'We Are Never Coming Back,' Kidnapped Chibok Girls Say in Boko Haram Video

A Nigerian soldier patrols the outskirts of the town of Damasak on April 25, 2017, as thousands of Nigerians freed from Boko Haram insurgents return to their homes. Florian Plaucheur/AFP/Getty

Nigerian militant Islamist group Boko Haram has released a video purportedly showing some of the girls kidnapped from the town of Chibok nearly four ago saying they do not wish to return home.

The extremist group, which has links with the Islamic State militant group (ISIS), originally abducted 276 girls from their school in April 2014 and over 60 of the students have since escaped or been released.

In the video put out by Boko Haram, which they said showed Chibok girls, a girl addresses the camera and speaks in the Hausa language spoken in northern Nigeria. She said, "We are the Chibok girls. We are the ones you are crying about for us to come back. By the grace of Allah, we are never coming back."

"These people are taking care of us and we are grateful to them," the girl said of Boko Haram members. "We are happy here—we have found our faith," she added.

A number of teenage girls and young women can be seen in the 21-minute video, with at least three of them holding babies in their arms, according to Reuters.

Around 60 of the girls were able to escape soon after their kidnapping, while others have since been released after mediation involving a payment to the insurgents and the release of some of the groups imprisoned senior members.

As many as 100 are still believed to be held captive by Boko Haram members, however.

The mass abduction sparked global outrage, inspiring a celebrity-backed "Bring Back Our Girls" campaign at the time. However, aid groups say the militant group has kidnapped thousands of other adults and children, whose cases have failed to receive the same level of attention.

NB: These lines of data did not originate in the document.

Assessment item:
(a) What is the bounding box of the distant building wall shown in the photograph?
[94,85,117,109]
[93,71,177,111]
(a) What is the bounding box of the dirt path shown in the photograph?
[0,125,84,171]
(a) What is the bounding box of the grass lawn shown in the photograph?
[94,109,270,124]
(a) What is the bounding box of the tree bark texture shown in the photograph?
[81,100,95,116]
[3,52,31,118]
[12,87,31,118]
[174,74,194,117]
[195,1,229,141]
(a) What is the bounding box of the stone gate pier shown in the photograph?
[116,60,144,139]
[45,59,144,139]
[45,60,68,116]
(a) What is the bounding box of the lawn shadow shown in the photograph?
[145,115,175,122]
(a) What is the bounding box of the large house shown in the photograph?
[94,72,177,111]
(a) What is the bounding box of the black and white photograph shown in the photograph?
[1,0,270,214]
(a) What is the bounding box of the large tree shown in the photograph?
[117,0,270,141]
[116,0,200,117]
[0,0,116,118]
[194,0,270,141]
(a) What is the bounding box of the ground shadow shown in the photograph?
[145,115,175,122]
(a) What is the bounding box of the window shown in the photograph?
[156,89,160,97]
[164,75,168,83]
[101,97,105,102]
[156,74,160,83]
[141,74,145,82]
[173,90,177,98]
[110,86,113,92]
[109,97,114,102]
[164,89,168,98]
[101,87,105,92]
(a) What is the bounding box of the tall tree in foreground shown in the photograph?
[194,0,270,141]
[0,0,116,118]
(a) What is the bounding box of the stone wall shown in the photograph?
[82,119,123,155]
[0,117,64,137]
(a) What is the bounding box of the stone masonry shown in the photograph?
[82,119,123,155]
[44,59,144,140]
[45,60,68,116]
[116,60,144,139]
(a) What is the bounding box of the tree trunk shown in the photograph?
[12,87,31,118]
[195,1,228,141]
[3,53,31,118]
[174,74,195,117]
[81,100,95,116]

News agencies have so far been unable to verify the claim that the girls seen in the video were among those kidnapped in Chibok.

Read more: Boko Haram leader's wife 'killed in airstrike'

Abubakar Shekau, the leader of one of the group's factions, also appears in the video, which was obtained by U.S. journalism site, Sahara Reporters.

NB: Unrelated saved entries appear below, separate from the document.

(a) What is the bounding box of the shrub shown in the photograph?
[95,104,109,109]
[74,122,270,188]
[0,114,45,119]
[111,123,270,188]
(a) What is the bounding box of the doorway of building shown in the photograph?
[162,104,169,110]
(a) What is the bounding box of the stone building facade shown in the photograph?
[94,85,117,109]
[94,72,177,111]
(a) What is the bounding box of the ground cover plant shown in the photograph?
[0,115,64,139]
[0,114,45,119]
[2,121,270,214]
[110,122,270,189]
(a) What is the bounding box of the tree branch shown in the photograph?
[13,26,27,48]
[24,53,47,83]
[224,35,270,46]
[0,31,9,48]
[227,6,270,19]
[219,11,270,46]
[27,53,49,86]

"The Chibok girls have adopted and recognized God's religion," Shekau says, flanked by four masked men.

"We captured the Chibok girls while they were being taught western education. They realized that western education, its rules and regulations that you taught them, is bad," he added.

The name Boko Haram itself roughly translates to "Western education is forbidden" in the Hausa language.

The militant group is believed to be responsible for the deaths of more than 20,000 people, in addition to forcing roughly two million others to flee their homes in an insurgency that began in 2009 in a bid to create an Islamic caliphate.